De serie ‘Edition Musikfabrik’, die het Keulse Ensemble Musikfabrik heeft bij Wergo kwam hier reeds eerder aan bod, We bespraken toen de delen 12 ‘Stille‘ en 13 ‘Kreuzungen’. Nu ligt nummer 14 er, ‘Fächer’, met daarop twee stukken, één van Caspar Johannes Walter en één van Isabel Mundry. De overeenkomst zit in de behandeling van klank, die in beide composities van eenvoudig steeds verder uitwaaiert.
‘Metrische Dissonanzen’ van Caspar Johannes Walter is een stuk voor groot ensemble en slagwerk, dat het gezelschap, hier onder leiding van Peter Rundel, bracht tot het uitnodigen van de nodige gasten. Verder speelt de eigen slagwerker Dirk Rothbrust een hoofdrol in dit bijzondere stuk, waarover Walter zelf zegt: “metrische Dissonanzen ist somit der Versuch harmonische Verziehungen in rythmische und metrische Prozesse zu übersetzen und miteinander in Verbinding zu bringen.” En dat levert verrassende resultaten op waarin ritmische patronen, bijvoorbeeld helemaal aan het begin van het stuk, worden afgewisseld met ongrijpbare klankwolken. Dat dit een zekere spanning met zich meebrengt is evident en juist dat maakt dit stuk nu zo boeiend.
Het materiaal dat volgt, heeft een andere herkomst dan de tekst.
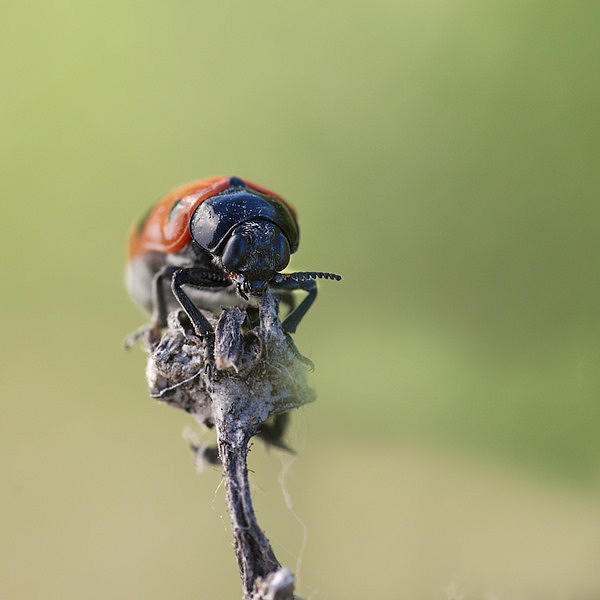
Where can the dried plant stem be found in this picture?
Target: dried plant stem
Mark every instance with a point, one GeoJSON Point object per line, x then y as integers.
{"type": "Point", "coordinates": [237, 381]}
{"type": "Point", "coordinates": [253, 551]}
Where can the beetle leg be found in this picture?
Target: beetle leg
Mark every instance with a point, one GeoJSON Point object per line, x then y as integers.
{"type": "Point", "coordinates": [159, 302]}
{"type": "Point", "coordinates": [198, 278]}
{"type": "Point", "coordinates": [292, 320]}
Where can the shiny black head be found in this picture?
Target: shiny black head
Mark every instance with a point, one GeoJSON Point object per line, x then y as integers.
{"type": "Point", "coordinates": [249, 234]}
{"type": "Point", "coordinates": [254, 253]}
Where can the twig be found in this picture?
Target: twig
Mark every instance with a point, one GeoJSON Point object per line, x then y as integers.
{"type": "Point", "coordinates": [241, 381]}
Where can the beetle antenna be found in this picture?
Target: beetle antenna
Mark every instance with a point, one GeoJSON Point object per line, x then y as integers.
{"type": "Point", "coordinates": [304, 275]}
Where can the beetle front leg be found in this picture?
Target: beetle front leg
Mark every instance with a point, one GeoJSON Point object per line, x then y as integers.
{"type": "Point", "coordinates": [198, 278]}
{"type": "Point", "coordinates": [292, 320]}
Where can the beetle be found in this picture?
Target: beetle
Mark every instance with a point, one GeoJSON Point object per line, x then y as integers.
{"type": "Point", "coordinates": [227, 240]}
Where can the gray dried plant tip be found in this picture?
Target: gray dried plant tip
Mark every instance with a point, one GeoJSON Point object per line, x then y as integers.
{"type": "Point", "coordinates": [242, 381]}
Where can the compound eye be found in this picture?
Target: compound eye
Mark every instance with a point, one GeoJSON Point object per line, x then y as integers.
{"type": "Point", "coordinates": [282, 247]}
{"type": "Point", "coordinates": [235, 253]}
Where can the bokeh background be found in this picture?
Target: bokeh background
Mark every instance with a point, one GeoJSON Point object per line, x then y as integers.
{"type": "Point", "coordinates": [444, 157]}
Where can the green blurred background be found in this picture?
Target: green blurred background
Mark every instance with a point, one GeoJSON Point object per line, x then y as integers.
{"type": "Point", "coordinates": [444, 157]}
Bijzonder is bijvoorbeeld wat er ergens in de twaalfde minuut plaatsvindt, op pulserende wijze bedient Rothbrust zich van de strijkstok, angstaanjagende klanken producerend.
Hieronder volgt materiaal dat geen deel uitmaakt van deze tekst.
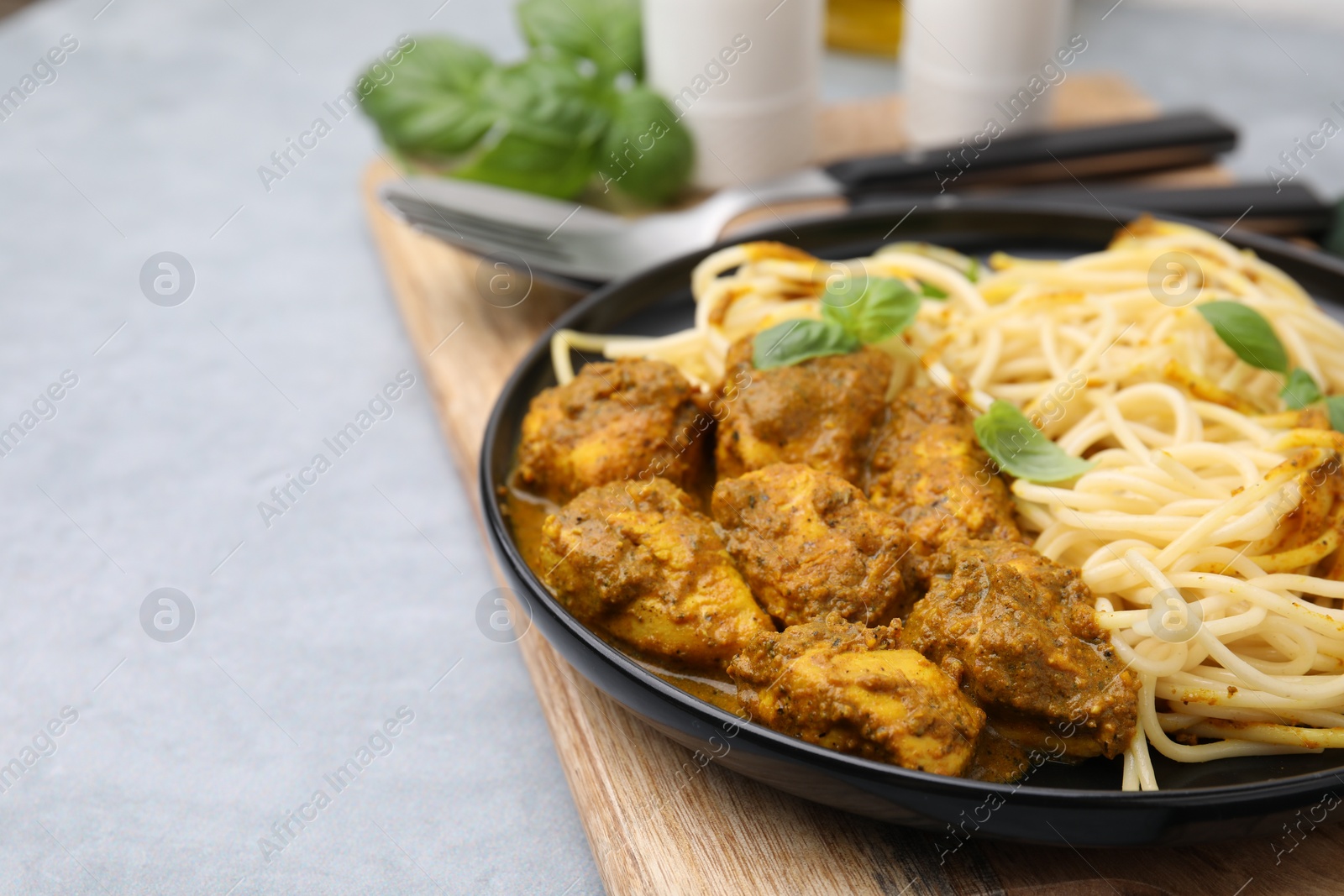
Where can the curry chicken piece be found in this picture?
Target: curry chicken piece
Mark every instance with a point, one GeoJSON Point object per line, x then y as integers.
{"type": "Point", "coordinates": [810, 543]}
{"type": "Point", "coordinates": [636, 560]}
{"type": "Point", "coordinates": [1021, 634]}
{"type": "Point", "coordinates": [632, 418]}
{"type": "Point", "coordinates": [927, 469]}
{"type": "Point", "coordinates": [853, 689]}
{"type": "Point", "coordinates": [817, 412]}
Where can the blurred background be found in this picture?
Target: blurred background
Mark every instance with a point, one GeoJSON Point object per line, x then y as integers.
{"type": "Point", "coordinates": [187, 405]}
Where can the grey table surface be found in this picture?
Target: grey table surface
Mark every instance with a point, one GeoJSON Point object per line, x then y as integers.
{"type": "Point", "coordinates": [313, 627]}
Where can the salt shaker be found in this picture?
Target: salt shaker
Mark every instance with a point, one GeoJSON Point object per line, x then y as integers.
{"type": "Point", "coordinates": [743, 74]}
{"type": "Point", "coordinates": [983, 67]}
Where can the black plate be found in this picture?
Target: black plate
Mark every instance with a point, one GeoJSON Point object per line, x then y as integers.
{"type": "Point", "coordinates": [1200, 801]}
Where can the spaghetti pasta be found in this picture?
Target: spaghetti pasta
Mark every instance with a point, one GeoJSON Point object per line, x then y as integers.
{"type": "Point", "coordinates": [1210, 527]}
In ‘Schwankende Zeit’, een cyclus bestaande uit vijf delen, grijpt Isabel Mundry terug op het werk van de Franse Renaissance componist Louis Couperin. “In this cycle”, zo merkt ze op “I wanted to render transparant the interconnection of historical influences and contemporary imagination in the work itself, and to address that interconnection in different ways…I was interested in the reflections between them, both through a structural investigation of my perspective on the existing works as a listener, and by highlighting traces of them in my new compositions.” Drie stukken van de cyclus zijn van Mundry’s hand, twee grijpen terug op Couperin. Direct in het eerste deel, en later in het vierde, gebruikt Mundry Couperin en wel twee van diens ‘Préludes non Mésurés’, stukken voor klavecimbel waarin Couperin de uitvoerder de mogelijkheid geeft om te improviseren. Opvallend daarbij is dat Couperin dit niet toestaat in het middendeel en het is juist deze tegenstelling die Mundry ertoe bracht deze stukken als basis te nemen. In het tweede deel dat de titel ‘Schwankende Zeit’ draagt, net als de complete cyclus, past Mundry dit uitgangspunt toe op gedichten van Thomas Kling en zijn beleving van tijd en verklankt deze: “The idea of a “neutral, uniform” time confronts an “abruptly accelerating” time”. Langzaam worden deze twee werelden één en lossen de tegenstellingen op. ‘Gefächerter Ort’, het volgende deel is geschreven voor soloviool, Juditha Haeberlin, en ensemble. Mundry haalde haar inspiratie voor dit deel uit het essay over melancholie van Peter Nadas en de schilderijen van Paul Cézanne en dan met name het gegeven dat de dingen die tezamen worden afgebeeld eigenlijk niet tezamen gezien kunnen worden. Het laatste deel, dat de titel ‘Je Est Un Autre’ gebaseerd op een regel van Arthur Rimbaud is te zien als een soort van samenvatting. Al met al een zeer boeiende cyclus waarin de muziek van Couperin een boeiende verbinding aangaat met hedendaagse klanken.
Ensemble Musikfabrik, veelzijdig als deze musici zijn, weet ook met deze twee boeiende stukken weer te overtuigen, op naar deel 15!